The Ubaid Period is defined by pottery from the city of Eridu that found its way to settlements all over the Near East. The length of the Ubaid Period is determined by 18 strata that have been excavated in the city of Eridu. The lowest six strata had three successive temple-like one room mud brick buildings that averaged 17 feet square. If thousands of people were gathered at Babel, it would have taken no time to pull down the walls of such a small building and build a new one. These are the same people who would later build the Ziggurats and the Pyramids. It seems preposterous to think that a series of nine mud brick buildings could have stood for 2700 years, as conventional chronology pretends. That would have been 300 years per building. Even modern wood building don’t last that long. Who can say? Why not 5 years for the lifetime of a building?
Settlement and Exploration
The Middle East is strewn with temporary campsites and permanent settlements that are divided between those that have pottery and those that don’t. There is little stratification from which to determine even a relative sequence. If people began as ignorant hunter-gatherers, it would have taken them centuries to learn to farm and build cities by trial and error. 3500 years is usually ascribed from the first settlement to the Ubaid Period. On the other hand, if skillfully trained children of Noah explored and settled the new land, it would have happened very quickly. The same facts fit either scenario.
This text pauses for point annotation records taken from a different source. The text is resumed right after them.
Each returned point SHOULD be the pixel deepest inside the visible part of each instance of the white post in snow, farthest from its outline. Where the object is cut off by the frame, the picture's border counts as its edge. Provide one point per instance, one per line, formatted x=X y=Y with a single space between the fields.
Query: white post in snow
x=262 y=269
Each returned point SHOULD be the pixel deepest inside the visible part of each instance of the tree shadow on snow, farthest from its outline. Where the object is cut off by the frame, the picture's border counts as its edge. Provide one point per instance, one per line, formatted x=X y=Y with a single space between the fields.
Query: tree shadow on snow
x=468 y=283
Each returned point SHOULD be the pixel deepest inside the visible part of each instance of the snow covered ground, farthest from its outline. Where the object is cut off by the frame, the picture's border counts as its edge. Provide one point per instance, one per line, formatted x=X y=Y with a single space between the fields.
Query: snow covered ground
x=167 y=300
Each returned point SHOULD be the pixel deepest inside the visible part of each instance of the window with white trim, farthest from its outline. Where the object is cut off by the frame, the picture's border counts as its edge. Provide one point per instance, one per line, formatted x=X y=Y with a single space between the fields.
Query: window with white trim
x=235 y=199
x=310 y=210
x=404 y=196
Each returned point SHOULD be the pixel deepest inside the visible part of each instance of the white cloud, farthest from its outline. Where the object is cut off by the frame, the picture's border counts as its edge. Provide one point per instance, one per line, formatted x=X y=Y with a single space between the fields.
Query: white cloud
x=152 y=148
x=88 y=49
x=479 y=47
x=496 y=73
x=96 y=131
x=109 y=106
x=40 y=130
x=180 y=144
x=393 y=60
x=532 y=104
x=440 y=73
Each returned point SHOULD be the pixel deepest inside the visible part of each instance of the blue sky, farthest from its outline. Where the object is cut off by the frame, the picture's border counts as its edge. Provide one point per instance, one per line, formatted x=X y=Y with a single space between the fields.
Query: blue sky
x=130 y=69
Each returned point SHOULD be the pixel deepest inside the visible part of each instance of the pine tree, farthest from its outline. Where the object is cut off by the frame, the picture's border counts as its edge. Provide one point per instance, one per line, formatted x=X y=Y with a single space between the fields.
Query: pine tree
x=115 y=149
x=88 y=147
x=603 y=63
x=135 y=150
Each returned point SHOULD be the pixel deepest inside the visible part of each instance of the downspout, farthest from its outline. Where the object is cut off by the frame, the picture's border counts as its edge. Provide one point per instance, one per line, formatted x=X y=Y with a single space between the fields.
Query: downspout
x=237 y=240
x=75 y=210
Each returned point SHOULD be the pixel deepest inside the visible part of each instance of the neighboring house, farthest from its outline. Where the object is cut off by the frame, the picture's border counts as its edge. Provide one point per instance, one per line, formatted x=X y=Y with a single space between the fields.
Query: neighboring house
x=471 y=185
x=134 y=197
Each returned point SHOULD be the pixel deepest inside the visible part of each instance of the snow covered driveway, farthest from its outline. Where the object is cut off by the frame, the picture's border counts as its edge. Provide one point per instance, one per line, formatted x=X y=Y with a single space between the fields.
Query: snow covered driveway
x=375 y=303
Creationists believe that all people and human fossils date from after the Flood. That means that the Neanderthals found in Europe and Asia arrived there sometime after 2348 BC. The numerous morphologies of apes and humans in Africa would have also come from the Ark and migrated to Africa, rather than the opposite. These topics are treated extensively by others.
Dating events in ancient history and prehistory are extremely difficult. A huge difference exists between the dates based on naturalism and those based on the genealogies of Genesis. Facts are vague enough that they can support either a long or a short time scenario. It is very important that we maintain a dialogue that examines the facts with both timeframes.